Different output files are assigned different severities. If
there are no changes, you get a green/green result in the test
list. If a high severity file (say a file showing produced
results) differ, you get a red/red result in the test list.
If a low severity file (e.g. program progress log or stderr)
changes, you get a green/red result in the test list.

You can obviously use TextTest for regression testing legacy
software, where you can't influence the amount of logs spewed
out, but in those cases, it's probable that the appearence of
the logs will be stable over time. Otherwise you have to fiddle
with filters etc.

In a case like you describe above, I could imagine the following
situation. You're changing some code, and that change will add
some new feature, and as a side effect change the process (but
not the results) for some existing test. You prepare a new test,
but want to make sure that existing tests don't break.

For your new test, you have no previous results, so all is red,
and you have to carefully inspect the files that describe the
generated results. If you're a strict test-first guy, you've
written a results file already and with some luck it's green,
or just have some cosmetic differences that you can accept. You
look at the other produced files as well and see that there
are no unexpected error messages etc, but you might accept the
program progress log without caring too much over every line.

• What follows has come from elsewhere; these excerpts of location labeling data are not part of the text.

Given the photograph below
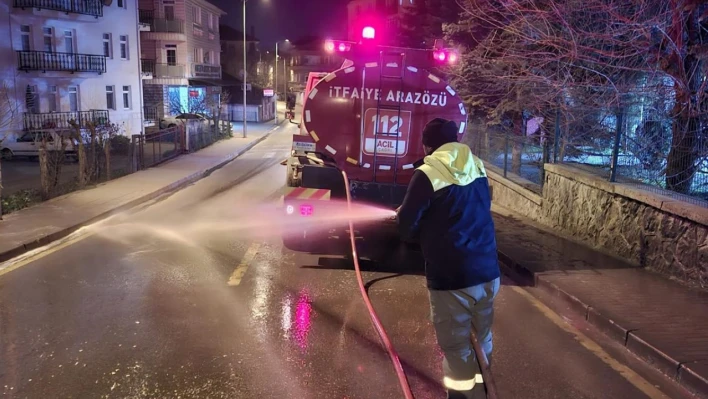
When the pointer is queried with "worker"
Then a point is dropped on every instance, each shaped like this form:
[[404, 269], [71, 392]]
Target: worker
[[447, 209]]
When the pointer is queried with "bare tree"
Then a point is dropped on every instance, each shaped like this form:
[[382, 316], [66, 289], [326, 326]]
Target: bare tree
[[589, 59]]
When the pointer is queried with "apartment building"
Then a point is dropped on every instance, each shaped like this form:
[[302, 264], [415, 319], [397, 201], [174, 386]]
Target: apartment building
[[180, 56], [69, 60]]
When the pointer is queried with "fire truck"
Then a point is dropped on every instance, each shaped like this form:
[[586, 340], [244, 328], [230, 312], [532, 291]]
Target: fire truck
[[365, 118]]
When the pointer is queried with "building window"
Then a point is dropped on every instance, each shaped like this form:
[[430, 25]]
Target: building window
[[171, 53], [53, 99], [107, 45], [73, 98], [110, 98], [126, 97], [169, 8], [48, 39], [69, 41], [197, 15], [123, 47], [31, 100], [26, 36]]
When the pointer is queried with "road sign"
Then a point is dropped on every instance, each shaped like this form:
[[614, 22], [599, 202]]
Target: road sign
[[391, 136]]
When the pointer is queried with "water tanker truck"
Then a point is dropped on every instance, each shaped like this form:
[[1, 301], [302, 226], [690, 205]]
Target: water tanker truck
[[366, 119]]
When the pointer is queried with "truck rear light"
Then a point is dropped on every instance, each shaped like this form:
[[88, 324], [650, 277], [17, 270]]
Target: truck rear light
[[306, 210], [368, 33]]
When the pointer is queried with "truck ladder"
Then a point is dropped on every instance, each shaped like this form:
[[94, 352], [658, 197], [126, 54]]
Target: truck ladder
[[399, 59]]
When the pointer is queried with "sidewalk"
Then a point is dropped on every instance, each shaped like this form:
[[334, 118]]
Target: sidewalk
[[49, 221], [659, 320]]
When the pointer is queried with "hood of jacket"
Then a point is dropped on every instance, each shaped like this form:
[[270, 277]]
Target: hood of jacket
[[452, 163]]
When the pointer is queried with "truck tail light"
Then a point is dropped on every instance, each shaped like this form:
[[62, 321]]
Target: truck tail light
[[368, 33]]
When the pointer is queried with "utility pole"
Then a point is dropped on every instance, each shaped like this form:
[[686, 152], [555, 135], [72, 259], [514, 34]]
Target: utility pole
[[245, 72], [275, 87]]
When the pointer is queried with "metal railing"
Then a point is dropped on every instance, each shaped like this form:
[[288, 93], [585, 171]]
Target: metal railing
[[170, 71], [84, 7], [152, 149], [206, 71], [63, 120], [68, 62], [150, 113]]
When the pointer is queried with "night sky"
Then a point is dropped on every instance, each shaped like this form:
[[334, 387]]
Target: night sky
[[287, 19]]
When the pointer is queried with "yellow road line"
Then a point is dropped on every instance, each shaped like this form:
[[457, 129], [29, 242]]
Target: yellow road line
[[241, 269], [43, 251], [633, 378]]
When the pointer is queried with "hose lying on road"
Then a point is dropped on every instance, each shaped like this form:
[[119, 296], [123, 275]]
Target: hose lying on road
[[372, 313]]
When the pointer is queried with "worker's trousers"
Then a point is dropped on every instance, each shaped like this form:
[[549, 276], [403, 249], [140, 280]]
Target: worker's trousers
[[454, 313]]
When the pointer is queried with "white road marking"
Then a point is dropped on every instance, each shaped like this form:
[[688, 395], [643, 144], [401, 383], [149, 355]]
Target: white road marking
[[242, 267]]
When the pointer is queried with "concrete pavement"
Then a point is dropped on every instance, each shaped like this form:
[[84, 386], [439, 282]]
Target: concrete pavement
[[39, 225], [141, 306], [661, 321]]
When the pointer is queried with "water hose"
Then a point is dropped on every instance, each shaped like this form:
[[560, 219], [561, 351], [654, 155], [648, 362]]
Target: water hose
[[405, 386]]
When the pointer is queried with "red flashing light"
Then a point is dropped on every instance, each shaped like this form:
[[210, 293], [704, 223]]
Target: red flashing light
[[446, 55], [306, 210], [332, 46], [368, 33]]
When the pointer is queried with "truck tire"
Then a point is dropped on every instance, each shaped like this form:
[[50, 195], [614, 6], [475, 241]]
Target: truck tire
[[6, 154], [296, 240]]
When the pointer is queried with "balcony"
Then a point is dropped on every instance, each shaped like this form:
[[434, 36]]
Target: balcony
[[162, 71], [62, 120], [206, 71], [145, 18], [83, 7], [150, 115], [147, 69], [64, 62]]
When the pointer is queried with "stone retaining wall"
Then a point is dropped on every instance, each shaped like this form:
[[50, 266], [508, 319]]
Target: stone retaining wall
[[645, 228]]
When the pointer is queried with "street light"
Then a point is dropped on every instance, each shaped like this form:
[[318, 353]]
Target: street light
[[275, 87]]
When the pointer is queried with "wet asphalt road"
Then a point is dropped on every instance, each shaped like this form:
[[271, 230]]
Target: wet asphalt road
[[143, 309]]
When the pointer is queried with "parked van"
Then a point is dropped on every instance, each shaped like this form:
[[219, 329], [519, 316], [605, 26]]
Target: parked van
[[28, 144]]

For your existing tests, you might have some green/red cases,
where low severity files changed. If there are red/red test
cases among the existing tests, you are in trouble. Your new
code has messed up the results of other runs. Well, this
might bee expected. It's all text files, and if it's hundreds
of tests, you can write a little script to verify that the
only thing that changed in these 213 result files was that a
date is formatted differently or whatever. In a more normal
case, a handful of tests have a few more lines (maybe repeated
a number of times) in some progress logs, and it's quick to
verify in the GUI that this is the only change. As you suggested,
you might also raise the log level for this particular log
message for the moment, rerun the tests, see that the green/red
tunred to green/green, revert to log levels, rerun again, and
save all the new results as correct.

> I've been doing 3) pretty much for a while and I find myself
> regenerating the golden images over and over again. So I figured that I
> won't go very far with this tool without the discipline of going
> through 1) and 2) first.

If you want this it migh be convenient to write something like

LOGLEVEL_NEW=1
...
log(LOGLEVEL_NEW, 'a new log message')
...
log(LOGLEVEL_NEW, 'another new log message')
...

and then remove the first assignment and replace all LOGLEVEL_NEW
with DEBUG or whatever after the first green test.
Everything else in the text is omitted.